A final example is U.S. Pat. No. 5,214,757 directed to an automated, fully transportable mapping system, which utilizes position information gathered from a Global Positioning Satellite (GPS) capture program to create new maps or annotate existing maps contained in a Geographic Information System (GIS) database, in real time. In addition, the invention displays position information captured by GPS in real-time, enabling users to track the path on which they are travelling. Attributes related to the position information may also be entered in real time, and are stored in a file for subsequent inclusion in a GIS database.
Even if in the initial stages an LUP could use a Geographic Information System (hereinafter “GIS”) to get some of the information made available as a result of the innovations and improvements in the prior art set forth herein above, the LUP will still have to conduct a walk-through and make a decision on the basis of the walk-through as to potential use/preservation of, and/or acquisition of the land for the following reasons: (a) not all of the information relating to land use and preservation, i.e., geographic location of the land, climate data, and detailed physical characteristics and land use constraints such as topography, location of known riparian areas, location of suspected riparian areas, water bodies, buffer zones, soil classifications, vegetation types and cover, utilities, flood zones, groundwater aquifers, and slope of the land, is available on data bases accessible via the internet, or otherwise; (b) the information changes from locality to locality, county to county, state to state; and even if the information did not change and was in fact all available, c) the tools and procedures for accurately, precisely, and repeatedly synthesizing such information to generate meaningful and useful results, do not exist.
Consequently, the entire evaluation process is still burdensome, time consuming, expensive (albeit a bit less so), subjective, imprecise and dependent on the knowledge and the experience of the individuals, defined herein as land use professionals (hereinafter “LUPs”) studying the land area or parcel. Furthermore, the process is still very difficult to standardize and reproduce so that the process can be validated and consistently repeated time and time again for precise, accurate and speedy results.

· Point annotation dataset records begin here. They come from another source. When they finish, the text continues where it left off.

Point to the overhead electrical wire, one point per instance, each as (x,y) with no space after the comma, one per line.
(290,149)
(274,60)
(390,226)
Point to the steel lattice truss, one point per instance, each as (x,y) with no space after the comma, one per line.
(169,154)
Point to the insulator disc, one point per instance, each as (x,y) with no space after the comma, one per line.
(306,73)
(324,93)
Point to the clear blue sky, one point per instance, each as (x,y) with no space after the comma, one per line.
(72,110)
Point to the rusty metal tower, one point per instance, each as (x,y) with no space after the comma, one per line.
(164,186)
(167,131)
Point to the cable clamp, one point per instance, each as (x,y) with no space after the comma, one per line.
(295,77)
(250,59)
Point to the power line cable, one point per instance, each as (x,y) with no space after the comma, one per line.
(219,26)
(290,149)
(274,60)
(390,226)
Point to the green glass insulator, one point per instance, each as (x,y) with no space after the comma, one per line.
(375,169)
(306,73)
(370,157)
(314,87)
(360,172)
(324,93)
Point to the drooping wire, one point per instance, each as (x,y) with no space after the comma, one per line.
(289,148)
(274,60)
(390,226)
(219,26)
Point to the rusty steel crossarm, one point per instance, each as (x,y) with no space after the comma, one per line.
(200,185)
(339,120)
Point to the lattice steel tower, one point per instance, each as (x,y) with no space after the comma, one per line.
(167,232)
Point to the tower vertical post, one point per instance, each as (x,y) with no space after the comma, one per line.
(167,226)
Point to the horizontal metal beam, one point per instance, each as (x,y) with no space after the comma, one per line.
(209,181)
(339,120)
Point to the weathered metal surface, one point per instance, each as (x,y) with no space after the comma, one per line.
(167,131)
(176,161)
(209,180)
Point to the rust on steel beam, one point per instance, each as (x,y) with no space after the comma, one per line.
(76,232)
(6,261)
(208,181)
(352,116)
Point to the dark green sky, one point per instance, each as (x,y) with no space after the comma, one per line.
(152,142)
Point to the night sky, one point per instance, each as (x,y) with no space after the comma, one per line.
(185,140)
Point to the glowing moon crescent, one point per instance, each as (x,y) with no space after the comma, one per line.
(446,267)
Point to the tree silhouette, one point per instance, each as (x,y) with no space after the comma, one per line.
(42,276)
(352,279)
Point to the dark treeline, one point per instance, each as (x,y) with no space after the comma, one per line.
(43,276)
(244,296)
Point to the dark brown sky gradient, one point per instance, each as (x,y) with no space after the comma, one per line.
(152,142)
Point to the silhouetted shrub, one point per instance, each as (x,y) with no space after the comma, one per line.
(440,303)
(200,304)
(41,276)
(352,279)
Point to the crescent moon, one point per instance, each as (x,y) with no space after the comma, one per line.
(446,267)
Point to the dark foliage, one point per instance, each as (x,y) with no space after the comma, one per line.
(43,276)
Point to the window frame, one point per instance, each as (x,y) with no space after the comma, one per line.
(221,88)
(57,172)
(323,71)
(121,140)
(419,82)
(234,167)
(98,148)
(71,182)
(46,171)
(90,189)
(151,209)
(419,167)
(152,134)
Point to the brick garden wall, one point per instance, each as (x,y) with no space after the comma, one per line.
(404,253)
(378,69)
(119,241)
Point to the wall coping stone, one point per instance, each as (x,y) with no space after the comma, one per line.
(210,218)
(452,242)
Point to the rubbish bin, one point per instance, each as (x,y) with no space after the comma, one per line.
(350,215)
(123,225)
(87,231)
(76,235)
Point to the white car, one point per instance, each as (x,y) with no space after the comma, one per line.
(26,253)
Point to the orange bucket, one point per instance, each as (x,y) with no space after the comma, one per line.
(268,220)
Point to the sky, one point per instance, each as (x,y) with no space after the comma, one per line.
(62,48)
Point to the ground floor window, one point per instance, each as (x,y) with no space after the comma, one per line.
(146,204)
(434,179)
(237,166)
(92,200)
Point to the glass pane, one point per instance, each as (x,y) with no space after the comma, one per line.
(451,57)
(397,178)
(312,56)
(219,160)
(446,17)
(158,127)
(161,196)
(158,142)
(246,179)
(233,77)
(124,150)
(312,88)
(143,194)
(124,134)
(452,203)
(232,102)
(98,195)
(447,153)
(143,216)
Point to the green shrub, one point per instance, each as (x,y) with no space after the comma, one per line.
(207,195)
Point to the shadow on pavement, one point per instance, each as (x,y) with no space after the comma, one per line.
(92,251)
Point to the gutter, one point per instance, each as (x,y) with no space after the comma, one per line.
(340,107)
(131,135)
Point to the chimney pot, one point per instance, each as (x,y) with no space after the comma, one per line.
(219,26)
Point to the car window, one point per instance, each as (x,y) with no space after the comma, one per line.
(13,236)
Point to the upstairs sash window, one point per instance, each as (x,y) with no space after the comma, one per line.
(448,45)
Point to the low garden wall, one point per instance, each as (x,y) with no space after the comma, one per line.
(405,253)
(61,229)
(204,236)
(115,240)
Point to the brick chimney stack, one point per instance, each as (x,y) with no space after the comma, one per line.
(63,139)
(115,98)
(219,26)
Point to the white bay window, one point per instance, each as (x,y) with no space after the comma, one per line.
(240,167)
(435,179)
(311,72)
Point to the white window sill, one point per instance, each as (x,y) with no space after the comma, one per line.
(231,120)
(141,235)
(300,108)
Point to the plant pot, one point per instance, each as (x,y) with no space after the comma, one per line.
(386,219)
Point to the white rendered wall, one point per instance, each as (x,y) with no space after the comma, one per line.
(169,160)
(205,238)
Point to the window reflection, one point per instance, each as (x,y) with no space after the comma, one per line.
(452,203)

Accordingly, there is clearly a need for a method and apparatus that will provide the LUP a timely, reproducible, precise, accurate and inexpensive evaluation process before the LUP makes any substantial investment. Without such timely and accurate information the LUP will continue to make land use decisions that will result in adverse environmental and economic consequences. Further, there is clearly a need for a method and apparatus that will provide the LUP with the ability to develop an understanding of the scope of land use constraints early in the evaluation process, thereby providing the LUP with a unique decision making advantage.